More sophisticated pricing and understanding accumulations are the two key challenges and opportunities for Australian actuaries and insurers looking at this line of business, according to Susie Amos and Danielle Casamento, actuaries with Finity Consulting.

In what is becoming a much-appreciated annual update on this subject at the Actuaries Summit, the Finity consultants recapped the journey so far and shared their thoughts on what may lie ahead.  

The cyber insurance market in Australia is about 5 years old now, with an annual premium pool of approximately $130 million across more than 25 insurers, according to Finity estimates. To put this into context, the global premium pool is approximately $6 billion with about half of this being in the US.

Trends in the Australian market include some standardisation of coverage terms, take-up spreading to more mid and even some smaller businesses, and a move from ‘silent cyber’ (unassessed and/or unmeasured exposure to cyber risk under conventional policies) to insurers having ‘affirmative’ policies or explicit exclusions.

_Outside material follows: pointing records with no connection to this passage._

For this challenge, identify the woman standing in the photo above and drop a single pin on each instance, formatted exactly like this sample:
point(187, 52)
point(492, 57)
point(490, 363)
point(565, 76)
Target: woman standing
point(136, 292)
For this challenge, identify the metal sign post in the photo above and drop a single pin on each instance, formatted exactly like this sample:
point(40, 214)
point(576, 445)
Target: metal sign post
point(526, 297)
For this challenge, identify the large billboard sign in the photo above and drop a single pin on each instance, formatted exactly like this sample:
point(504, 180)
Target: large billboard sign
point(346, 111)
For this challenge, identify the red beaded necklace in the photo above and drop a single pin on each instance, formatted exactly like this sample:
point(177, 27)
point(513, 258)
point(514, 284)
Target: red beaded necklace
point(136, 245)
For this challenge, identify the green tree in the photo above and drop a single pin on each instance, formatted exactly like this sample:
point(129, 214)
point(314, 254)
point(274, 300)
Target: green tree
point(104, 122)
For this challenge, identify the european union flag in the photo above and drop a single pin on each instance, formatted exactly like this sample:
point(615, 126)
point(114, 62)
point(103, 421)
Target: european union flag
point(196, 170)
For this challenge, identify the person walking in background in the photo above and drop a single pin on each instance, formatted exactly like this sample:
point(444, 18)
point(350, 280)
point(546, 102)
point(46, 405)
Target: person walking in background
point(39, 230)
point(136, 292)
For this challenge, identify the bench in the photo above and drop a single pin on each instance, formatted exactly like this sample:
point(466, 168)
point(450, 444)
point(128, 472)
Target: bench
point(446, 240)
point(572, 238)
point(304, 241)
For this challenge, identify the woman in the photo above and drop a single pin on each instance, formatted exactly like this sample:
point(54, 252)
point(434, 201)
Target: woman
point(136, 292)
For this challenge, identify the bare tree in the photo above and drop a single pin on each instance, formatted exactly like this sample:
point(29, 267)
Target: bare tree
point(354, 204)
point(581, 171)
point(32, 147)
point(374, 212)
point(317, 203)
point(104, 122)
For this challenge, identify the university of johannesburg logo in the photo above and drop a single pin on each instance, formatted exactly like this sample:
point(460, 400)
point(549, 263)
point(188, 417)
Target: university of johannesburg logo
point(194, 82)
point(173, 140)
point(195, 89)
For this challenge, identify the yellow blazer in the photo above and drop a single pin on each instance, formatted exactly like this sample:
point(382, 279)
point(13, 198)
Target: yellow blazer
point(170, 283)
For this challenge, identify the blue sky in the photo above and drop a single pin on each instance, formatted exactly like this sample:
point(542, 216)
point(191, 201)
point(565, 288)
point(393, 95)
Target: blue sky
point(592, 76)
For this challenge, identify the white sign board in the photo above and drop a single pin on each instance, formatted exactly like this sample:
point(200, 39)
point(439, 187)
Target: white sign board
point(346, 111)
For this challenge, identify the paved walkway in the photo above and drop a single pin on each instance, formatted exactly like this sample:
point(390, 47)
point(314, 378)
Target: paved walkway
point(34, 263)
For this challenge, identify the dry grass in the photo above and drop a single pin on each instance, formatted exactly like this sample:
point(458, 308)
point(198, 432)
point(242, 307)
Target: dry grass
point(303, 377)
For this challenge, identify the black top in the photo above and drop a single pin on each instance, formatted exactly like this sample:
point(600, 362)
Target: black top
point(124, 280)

Although the largest policy type remains standalone cyber, the trend to affirmative policies has largely been through adding cyber as a peril to business packages. “What we’ve certainly seen come through is affirmative cyber cover coming into business packages and professional lines classes and then also affirming it in a lot more crisis management and liability coverages,” noted Susie.

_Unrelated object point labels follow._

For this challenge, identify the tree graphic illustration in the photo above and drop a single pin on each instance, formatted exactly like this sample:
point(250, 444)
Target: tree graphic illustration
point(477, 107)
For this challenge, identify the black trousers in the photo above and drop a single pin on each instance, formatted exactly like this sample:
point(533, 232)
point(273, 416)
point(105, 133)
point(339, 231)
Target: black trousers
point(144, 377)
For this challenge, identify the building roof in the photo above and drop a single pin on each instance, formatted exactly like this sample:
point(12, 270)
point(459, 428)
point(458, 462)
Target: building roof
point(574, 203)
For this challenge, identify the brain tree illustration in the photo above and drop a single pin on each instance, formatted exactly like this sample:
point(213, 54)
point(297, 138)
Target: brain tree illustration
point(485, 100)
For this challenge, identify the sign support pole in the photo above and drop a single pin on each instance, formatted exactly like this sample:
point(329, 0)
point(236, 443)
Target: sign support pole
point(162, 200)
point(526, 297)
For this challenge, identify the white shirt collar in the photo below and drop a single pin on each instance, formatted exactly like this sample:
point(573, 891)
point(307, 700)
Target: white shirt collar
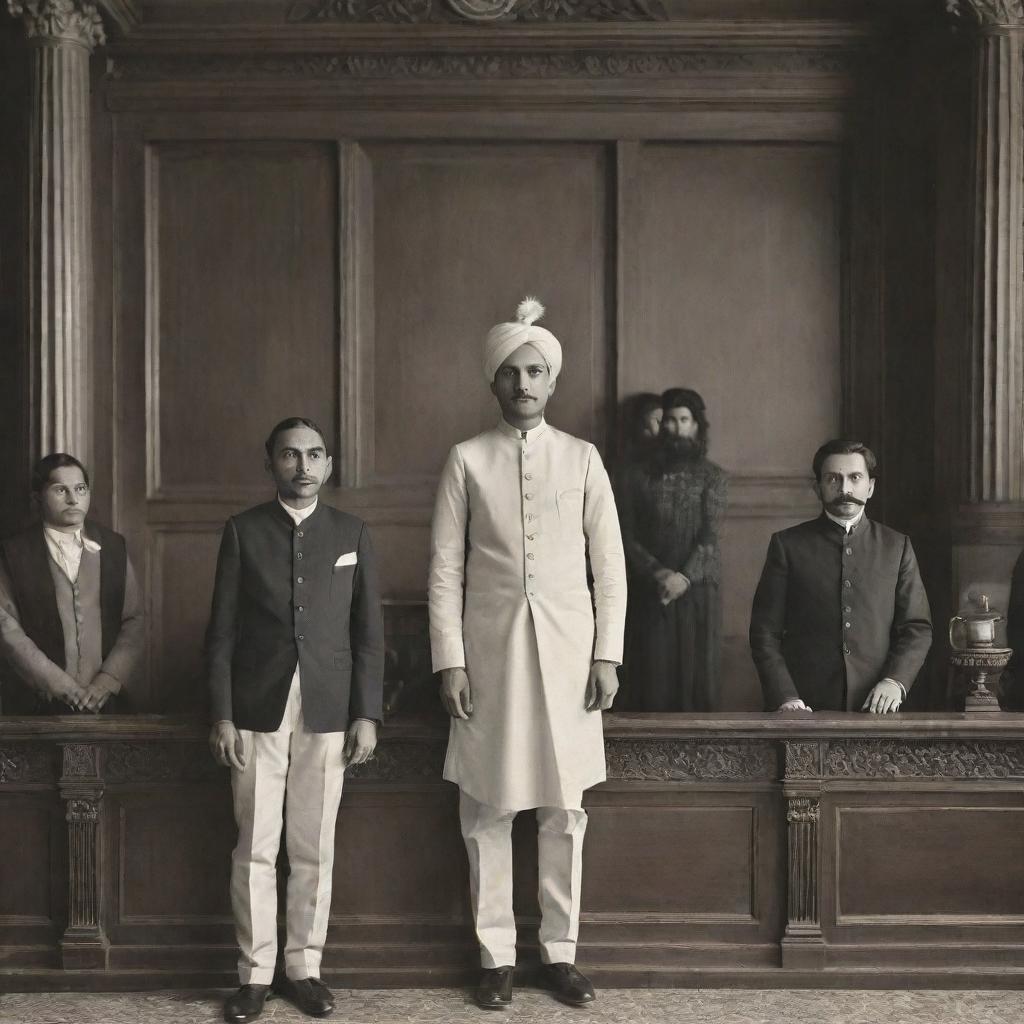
point(68, 541)
point(299, 514)
point(848, 524)
point(527, 435)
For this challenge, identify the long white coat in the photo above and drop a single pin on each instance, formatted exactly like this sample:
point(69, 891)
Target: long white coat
point(516, 517)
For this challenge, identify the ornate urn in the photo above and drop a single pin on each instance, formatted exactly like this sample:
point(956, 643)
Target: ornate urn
point(972, 639)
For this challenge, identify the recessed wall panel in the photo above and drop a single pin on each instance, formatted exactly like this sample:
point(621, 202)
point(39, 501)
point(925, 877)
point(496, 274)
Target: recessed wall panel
point(243, 298)
point(461, 235)
point(737, 295)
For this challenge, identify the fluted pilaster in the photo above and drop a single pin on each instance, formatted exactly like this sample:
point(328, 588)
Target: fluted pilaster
point(62, 34)
point(996, 456)
point(83, 944)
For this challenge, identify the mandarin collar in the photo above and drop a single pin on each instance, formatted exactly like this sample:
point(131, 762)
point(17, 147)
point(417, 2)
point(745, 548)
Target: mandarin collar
point(527, 435)
point(832, 522)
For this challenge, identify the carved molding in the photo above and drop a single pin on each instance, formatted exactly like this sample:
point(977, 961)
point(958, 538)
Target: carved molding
point(802, 810)
point(393, 762)
point(989, 13)
point(81, 761)
point(802, 815)
point(83, 809)
point(69, 20)
point(483, 67)
point(26, 764)
point(421, 11)
point(124, 762)
point(803, 761)
point(690, 761)
point(905, 759)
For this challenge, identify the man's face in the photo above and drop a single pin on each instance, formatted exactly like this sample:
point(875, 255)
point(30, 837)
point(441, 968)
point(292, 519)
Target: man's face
point(522, 385)
point(299, 465)
point(652, 423)
point(845, 485)
point(65, 501)
point(680, 423)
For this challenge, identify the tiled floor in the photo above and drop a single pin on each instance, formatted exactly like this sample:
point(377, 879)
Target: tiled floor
point(531, 1007)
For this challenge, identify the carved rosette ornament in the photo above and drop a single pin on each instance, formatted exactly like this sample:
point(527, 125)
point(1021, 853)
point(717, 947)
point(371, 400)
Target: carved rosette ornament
point(71, 20)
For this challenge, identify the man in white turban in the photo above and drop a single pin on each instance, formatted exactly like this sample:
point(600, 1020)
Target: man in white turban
point(527, 655)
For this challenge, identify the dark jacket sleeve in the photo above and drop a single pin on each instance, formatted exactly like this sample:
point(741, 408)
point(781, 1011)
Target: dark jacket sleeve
point(911, 631)
point(222, 630)
point(367, 633)
point(768, 628)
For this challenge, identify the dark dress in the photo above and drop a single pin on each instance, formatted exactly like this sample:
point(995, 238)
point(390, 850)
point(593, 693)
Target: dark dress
point(672, 520)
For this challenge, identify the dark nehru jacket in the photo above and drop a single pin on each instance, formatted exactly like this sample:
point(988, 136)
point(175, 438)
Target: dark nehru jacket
point(835, 613)
point(281, 598)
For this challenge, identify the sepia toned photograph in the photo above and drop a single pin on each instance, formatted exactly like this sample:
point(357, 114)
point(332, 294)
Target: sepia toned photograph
point(511, 506)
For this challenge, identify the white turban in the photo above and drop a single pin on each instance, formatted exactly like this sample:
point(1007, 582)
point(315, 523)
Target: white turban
point(504, 339)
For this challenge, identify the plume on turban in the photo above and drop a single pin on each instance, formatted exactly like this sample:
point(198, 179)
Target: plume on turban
point(504, 339)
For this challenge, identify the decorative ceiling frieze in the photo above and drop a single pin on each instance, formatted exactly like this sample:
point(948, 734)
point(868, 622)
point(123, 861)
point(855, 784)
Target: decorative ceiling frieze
point(425, 11)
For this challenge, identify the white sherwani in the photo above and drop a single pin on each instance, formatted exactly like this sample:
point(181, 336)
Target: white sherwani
point(516, 518)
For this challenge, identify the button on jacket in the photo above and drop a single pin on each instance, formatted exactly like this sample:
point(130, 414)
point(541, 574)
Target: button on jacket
point(836, 612)
point(515, 521)
point(281, 599)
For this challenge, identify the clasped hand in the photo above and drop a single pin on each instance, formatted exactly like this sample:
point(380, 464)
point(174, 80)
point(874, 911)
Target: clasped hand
point(671, 586)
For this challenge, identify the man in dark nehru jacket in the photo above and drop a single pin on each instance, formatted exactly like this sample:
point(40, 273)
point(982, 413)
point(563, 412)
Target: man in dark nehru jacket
point(840, 620)
point(296, 662)
point(71, 616)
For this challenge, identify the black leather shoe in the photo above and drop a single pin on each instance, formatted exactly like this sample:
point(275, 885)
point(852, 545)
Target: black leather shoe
point(246, 1004)
point(309, 994)
point(495, 989)
point(567, 984)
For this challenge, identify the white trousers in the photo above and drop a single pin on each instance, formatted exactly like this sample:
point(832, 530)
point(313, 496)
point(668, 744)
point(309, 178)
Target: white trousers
point(298, 772)
point(487, 833)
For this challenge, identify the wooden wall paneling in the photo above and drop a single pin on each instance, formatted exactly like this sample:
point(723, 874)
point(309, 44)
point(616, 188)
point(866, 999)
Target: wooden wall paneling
point(928, 879)
point(355, 316)
point(180, 560)
point(33, 859)
point(863, 297)
point(462, 233)
point(243, 261)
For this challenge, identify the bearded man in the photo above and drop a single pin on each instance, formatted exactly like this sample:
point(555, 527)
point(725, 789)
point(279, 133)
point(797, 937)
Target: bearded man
point(672, 507)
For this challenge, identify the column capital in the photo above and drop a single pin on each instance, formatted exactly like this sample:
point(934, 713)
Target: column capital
point(64, 20)
point(989, 14)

There has been an increase in claims frequency, particularly for first party ransomware related claims. Yet, the relative infancy of the market means claims data is limited; APRA, for example, does not separately report cyber insurance claims. Instead indicators of claims, such as reports from the Australian Cyber Security Centre, are good data for actuaries to consider.  

Finity estimates the combined ratio for cyber insurance to currently be approximately 75% in Australia.

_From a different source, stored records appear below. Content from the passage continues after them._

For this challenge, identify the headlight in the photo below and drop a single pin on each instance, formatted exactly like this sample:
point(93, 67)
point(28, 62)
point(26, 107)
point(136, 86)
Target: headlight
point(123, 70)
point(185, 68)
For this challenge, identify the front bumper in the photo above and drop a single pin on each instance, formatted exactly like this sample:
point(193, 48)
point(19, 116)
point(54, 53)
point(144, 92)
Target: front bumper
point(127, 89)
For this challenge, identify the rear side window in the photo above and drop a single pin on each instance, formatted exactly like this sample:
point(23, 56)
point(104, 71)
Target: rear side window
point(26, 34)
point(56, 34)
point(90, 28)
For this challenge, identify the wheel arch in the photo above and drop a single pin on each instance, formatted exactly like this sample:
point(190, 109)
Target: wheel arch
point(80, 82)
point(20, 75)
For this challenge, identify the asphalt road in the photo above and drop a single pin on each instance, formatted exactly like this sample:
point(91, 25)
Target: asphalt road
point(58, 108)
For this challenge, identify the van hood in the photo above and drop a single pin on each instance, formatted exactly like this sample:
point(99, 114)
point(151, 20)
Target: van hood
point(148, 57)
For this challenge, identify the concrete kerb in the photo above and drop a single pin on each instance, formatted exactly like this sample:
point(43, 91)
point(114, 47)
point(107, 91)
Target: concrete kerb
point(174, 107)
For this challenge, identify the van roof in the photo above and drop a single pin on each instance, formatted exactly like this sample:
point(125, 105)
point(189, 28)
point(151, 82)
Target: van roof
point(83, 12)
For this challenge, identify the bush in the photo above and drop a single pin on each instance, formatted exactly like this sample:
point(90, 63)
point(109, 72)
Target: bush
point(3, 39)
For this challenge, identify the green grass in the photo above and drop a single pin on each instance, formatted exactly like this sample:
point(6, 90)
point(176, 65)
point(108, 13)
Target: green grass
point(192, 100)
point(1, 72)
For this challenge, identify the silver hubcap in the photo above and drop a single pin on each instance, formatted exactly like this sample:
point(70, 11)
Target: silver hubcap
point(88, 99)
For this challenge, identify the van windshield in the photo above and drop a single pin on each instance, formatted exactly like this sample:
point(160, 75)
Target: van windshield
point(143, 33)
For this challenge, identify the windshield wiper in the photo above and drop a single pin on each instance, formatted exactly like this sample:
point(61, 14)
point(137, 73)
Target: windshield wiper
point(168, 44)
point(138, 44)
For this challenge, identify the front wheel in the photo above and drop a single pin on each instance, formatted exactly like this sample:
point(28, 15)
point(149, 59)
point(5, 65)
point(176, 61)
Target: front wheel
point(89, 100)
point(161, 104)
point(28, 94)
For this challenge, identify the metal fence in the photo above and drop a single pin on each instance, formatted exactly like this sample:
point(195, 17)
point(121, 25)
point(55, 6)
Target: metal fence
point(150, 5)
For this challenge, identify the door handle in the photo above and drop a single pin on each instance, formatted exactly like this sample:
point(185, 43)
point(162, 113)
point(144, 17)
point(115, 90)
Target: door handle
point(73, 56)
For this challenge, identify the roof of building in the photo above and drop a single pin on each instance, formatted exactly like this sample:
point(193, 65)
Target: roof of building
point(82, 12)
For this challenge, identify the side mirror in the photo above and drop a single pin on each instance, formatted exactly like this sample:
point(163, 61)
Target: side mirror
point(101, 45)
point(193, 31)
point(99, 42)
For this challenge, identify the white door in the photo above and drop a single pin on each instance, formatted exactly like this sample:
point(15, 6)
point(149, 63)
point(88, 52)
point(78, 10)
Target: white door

“This class really needs quite a high profit margin because of the high uncertainty and because if there is a large accumulation event then it’s like a cat event,” remarked Susie.

The World Health Organization (WHO)  has reported a five-fold increase in cyber attacks since the COVID-19 pandemic began, although this should be seen against the backdrop of a longer-term rise in cyber attacks.  Greater phishing using COVID-19 related themes, higher vulnerability due to working from home arrangements, and denial of service are among the higher cyber risks being observed. On the flip side, the pandemic has also raised awareness of cyber vulnerabilities and has likely helped mitigate cyber risks.

“Insurance protection, whilst a cost mitigator [to cyber risk], is superseded by some of these other elements being about the appointment of a CISO [chief information security officer], board level involvement, and planning and incident response management,” noted Danielle. On the other hand, third party involvement, extensive cloud migration and system complexity are examples of ‘cost amplifiers’ of cyber risk because they all increase the cost of a cyber breach.

These are also the types of factors that should be considered in more sophisticated pricing and Danielle shared Finity’s best practice pricing framework for cyber insurance. Of the 12 risk relativities in that framework, only three are often used in pricing for small to medium sized risks in Australia although most of the 12 elements are considered in the underwriting process. However, it should always, for example, be of concern for pricing whether a company has an overseas exposure or a significant online presence as both are known to increase cyber risk significantly, yet both are only sometimes considered in the rating algorithm.

Susie called out Accumulations as “a key barrier for entering this space or increasing exposures” because unlike natural catastrophes there are no geographic boundaries to cyber insurance, limiting the ability of insurers or reinsurers to diversify their risk.

To help work through this challenge Susie suggests insurers use scenario analysis to help them better visualise the types of events that would need to play out for their risk appetite to be reached. She suggested summarising exposure by location, industry, exposure type and size of business, which are all highly correlated, as “a good starting point to assessing cyber accumulation zones”.

The two presenters left actuaries with the message to keep “continually using as much information as is out there, in a framework that makes sense, and continually adapting. That’s the key thing we should continue to do as a profession.”